Pengangkatan dan pemberhentian menteri adalah kewenangan presiden, yang lazim disebut publik sebagai hak prerogatif presiden. Pada awalnya, lewat Undang-Undang Nomor 39 Tahun 2008 tentang Kementerian Negara (UU Kementerian), ada pembatasan jumlah kementerian. Kini, batasan itu sudah diterobos lewat revisi. Artinya, penggunaan hak prerogatif presiden dalam pengangkatan menteri-menteri semakin besar.
Sesungguhnya, sudah sejak lama, para ahli menegaskan begitu besarnya kekuasaan Presiden Indonesia, baik sebelum maupun sesudah amandemen konstitusi. Menempatkan presiden dalam kedudukan yang tinggi dalam sistem pemerintahan presidensial bukanlah suatu yang aneh. Secara etimologis, kata presiden sendiri merujuk pada lema presidere dalam bahasa Latin, gabungan kata prae ‘di depan’, dan sedere ‘duduk’.
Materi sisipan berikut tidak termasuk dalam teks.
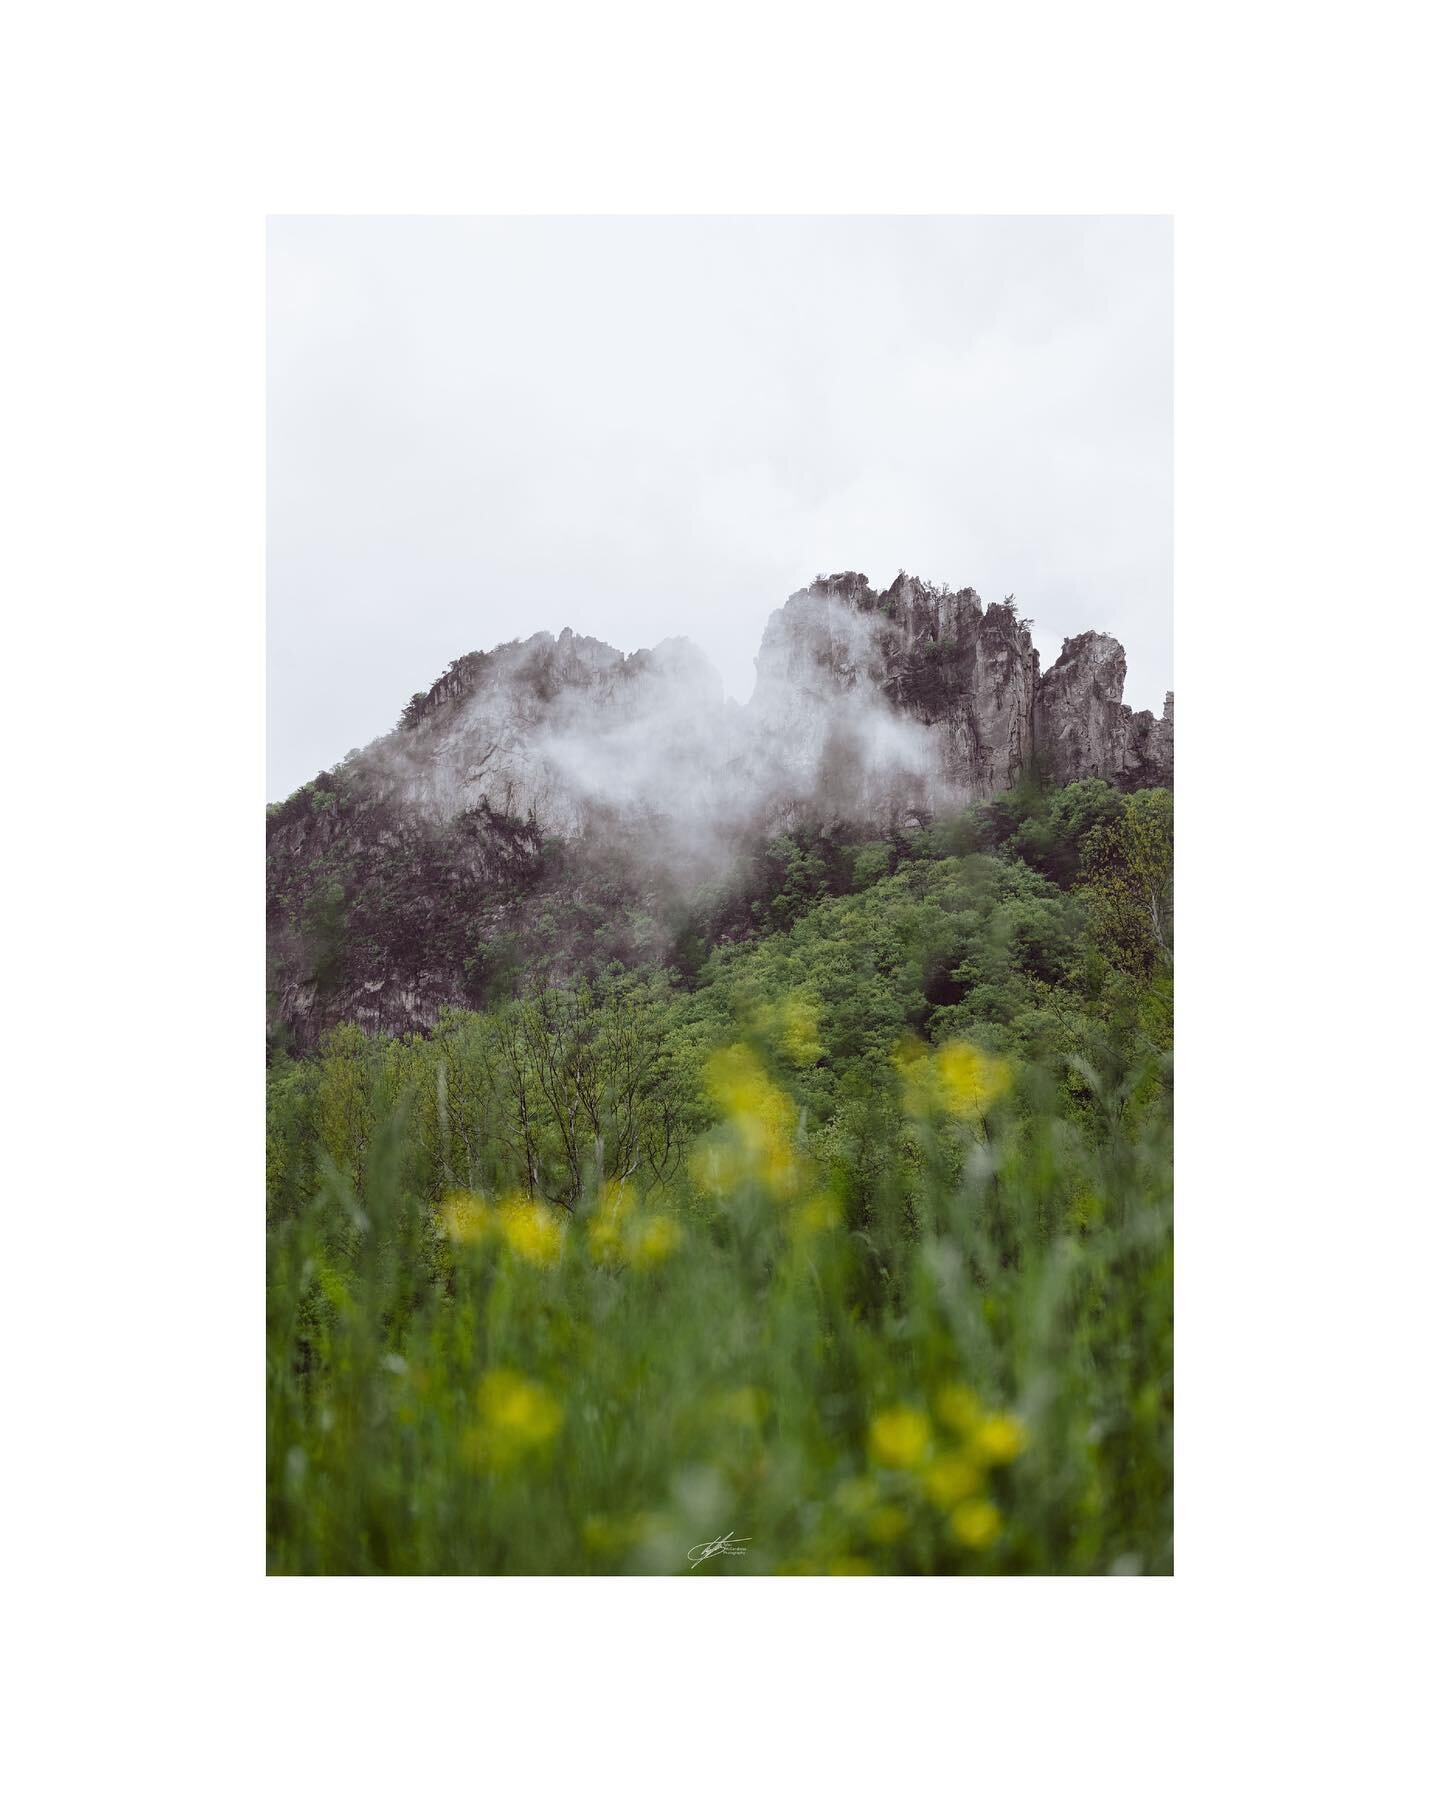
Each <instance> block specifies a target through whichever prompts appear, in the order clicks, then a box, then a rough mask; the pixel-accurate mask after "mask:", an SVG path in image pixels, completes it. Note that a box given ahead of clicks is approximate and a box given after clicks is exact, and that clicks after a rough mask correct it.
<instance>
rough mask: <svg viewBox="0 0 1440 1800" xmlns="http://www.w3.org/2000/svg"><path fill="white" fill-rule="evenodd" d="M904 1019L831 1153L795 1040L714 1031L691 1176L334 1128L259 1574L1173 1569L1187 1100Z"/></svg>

Sejumlah ahli hukum tata negara Indonesia terdahulu pernah menyebutkan besarnya kekuasaan presiden Indonesia. Prof. Harun Alrasid dalam bukunya Pengisian Jabatan Presiden (1999: 14) menuliskan, “Dapat dikatakan presiden adalah penjabat yang terpenting dalam sistem ketatanegaraan Indonesia”.